Permanent Representative of Ukraine to the United Nations Serhiy Kyslytsya sharply criticized the prepared by Russia UN General Assembly resolution on "combating the glorification of nazism", adopted on 15 December.
According to the Ukrinform, 50 UN countries voted against the resolution, including Poland, Germany, France, and the United States.
The document, in particular, calls to take measures to prevent "revision of the World War II results and denial of crimes against humanity and war crimes".
On the same day, UN High Commissioner for Human Rights Volker Turk presented the UN report on the mass executions of civilians by Russian troops in Ukraine.
“In some cases, Russian soldiers executed civilians in makeshift places of detention. Others were summarily executed on the spot following security checks – in their houses, yards, and doorways.

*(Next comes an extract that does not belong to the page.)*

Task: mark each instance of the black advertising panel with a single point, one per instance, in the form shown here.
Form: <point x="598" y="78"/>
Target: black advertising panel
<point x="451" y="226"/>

Even where the victim had shown clearly that they were not a threat, for example, by holding their hands in the air,” Kyslytsya quotes him.
Listen to this absolutely horrifying presentation by @volker_turk of the OHCHR report on human rights violations committed in Ukraine during the Russian aggression, including alleged executions by the aggressors that may constitute war crimes https://t.co/5c3boVUux4 pic.twitter.com/kwAnr7s1xK
— Sergiy Kyslytsya (@SergiyKyslytsya) December 15, 2022
Kyslytsya added, referring to the High Commissioner, there are strong grounds to believe that the summary executions documented in the report committed by Russians in Ukraine may constitute a war crime of premeditated murder.
"This is the fascism of today - the thing that we must stop. This is the glorification of fascism and nazism as performed by the Russians," the Permanent Representative of Ukraine to the UN noted.
He reminded that Russia started the war trying to justify the military invasion with the intention to eradicate neo-nazism.
"That is why we do not allow rapists to lecture us on how to fight rape," he explained the position of Ukraine, which did not support the Russian resolution.